I have an imbalanced dataset for a classification task. There are 7 classes for output.

Each proportion is around 10%, 3%, 6%, 39%, 16%, 6%, 20%.

I use cross-entropy loss and I have tired weighted loss as [2, 8.5, 3.5, 4, 1.5, 4, 8], but it does not help.

The loss curve is clearly overfitting. I could achieve around 99% accuracy for training but, get an unchanged 70% for validation.

What else really helpful could I do?

Hi, are you using accuracy as your metric? if so, please use f1-score as your metric and check train and valid set scores. As accuracy is not the right one to use for imbalanced data sets.
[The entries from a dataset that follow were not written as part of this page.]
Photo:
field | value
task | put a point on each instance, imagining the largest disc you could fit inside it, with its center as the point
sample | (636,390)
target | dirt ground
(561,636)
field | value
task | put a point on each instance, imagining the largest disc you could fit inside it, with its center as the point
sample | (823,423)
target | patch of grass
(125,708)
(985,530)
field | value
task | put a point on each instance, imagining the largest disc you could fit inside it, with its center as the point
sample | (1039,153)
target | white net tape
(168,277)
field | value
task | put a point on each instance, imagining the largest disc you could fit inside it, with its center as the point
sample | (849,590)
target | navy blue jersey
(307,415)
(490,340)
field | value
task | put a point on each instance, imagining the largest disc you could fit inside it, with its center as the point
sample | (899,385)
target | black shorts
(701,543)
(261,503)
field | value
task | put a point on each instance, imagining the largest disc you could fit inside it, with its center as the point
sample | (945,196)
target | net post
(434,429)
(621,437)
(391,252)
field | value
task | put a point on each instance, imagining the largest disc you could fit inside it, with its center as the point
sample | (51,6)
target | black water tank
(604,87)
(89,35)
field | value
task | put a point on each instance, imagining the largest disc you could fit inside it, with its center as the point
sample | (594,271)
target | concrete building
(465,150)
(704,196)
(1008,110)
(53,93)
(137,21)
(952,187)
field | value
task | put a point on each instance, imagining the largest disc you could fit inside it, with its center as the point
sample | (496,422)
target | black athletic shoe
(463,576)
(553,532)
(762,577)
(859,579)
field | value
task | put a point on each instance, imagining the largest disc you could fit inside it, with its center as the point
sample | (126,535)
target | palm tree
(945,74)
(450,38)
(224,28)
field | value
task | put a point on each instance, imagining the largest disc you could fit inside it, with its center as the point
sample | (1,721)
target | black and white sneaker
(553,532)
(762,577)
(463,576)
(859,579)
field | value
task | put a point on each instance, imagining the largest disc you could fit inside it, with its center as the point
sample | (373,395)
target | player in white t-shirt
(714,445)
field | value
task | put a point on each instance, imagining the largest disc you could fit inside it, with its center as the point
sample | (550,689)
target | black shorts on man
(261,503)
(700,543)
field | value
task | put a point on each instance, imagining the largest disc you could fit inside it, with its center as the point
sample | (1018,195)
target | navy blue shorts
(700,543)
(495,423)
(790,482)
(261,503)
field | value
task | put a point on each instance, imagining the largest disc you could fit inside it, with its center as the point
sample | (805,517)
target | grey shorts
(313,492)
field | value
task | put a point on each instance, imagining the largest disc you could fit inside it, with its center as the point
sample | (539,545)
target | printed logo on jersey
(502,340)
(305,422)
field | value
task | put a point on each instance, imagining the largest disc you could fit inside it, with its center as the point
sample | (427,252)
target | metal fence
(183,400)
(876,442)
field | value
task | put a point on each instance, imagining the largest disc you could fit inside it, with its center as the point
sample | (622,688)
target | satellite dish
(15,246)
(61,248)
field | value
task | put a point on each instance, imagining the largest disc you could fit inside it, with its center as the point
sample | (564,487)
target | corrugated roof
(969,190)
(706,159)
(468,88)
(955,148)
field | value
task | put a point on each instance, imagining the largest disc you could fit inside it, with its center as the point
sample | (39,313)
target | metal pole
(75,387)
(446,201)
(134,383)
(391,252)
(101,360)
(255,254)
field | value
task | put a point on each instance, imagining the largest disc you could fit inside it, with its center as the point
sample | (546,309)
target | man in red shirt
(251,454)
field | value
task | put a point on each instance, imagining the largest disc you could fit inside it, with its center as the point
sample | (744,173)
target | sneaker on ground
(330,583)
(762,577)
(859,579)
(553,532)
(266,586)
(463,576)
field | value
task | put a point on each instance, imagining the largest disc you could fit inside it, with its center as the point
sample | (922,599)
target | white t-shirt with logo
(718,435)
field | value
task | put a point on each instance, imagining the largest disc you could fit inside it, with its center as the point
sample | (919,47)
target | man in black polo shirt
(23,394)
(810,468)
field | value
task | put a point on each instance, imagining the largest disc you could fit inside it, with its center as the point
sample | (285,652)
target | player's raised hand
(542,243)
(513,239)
Hope this helps

1 Like

You can use python imgaug tool on your dataset and easily augment the dataset as you want. Also, you can use the weight parameter on your optimizer and that will affect your loss curve. Please let me know if it resolves your problem.

Hi. I understand that F1-score would be able to make the metric more meaningful. However, would it be helpful for my neural network’s training?

Yes. It will. For imgaug, it depends on your augmentation on the image. However, it may not work well on your dataset. For weights, If you don’t pass the weights the loss value, your loss value doesn’t really catch the real loss and won’t learn anything. Have you tried?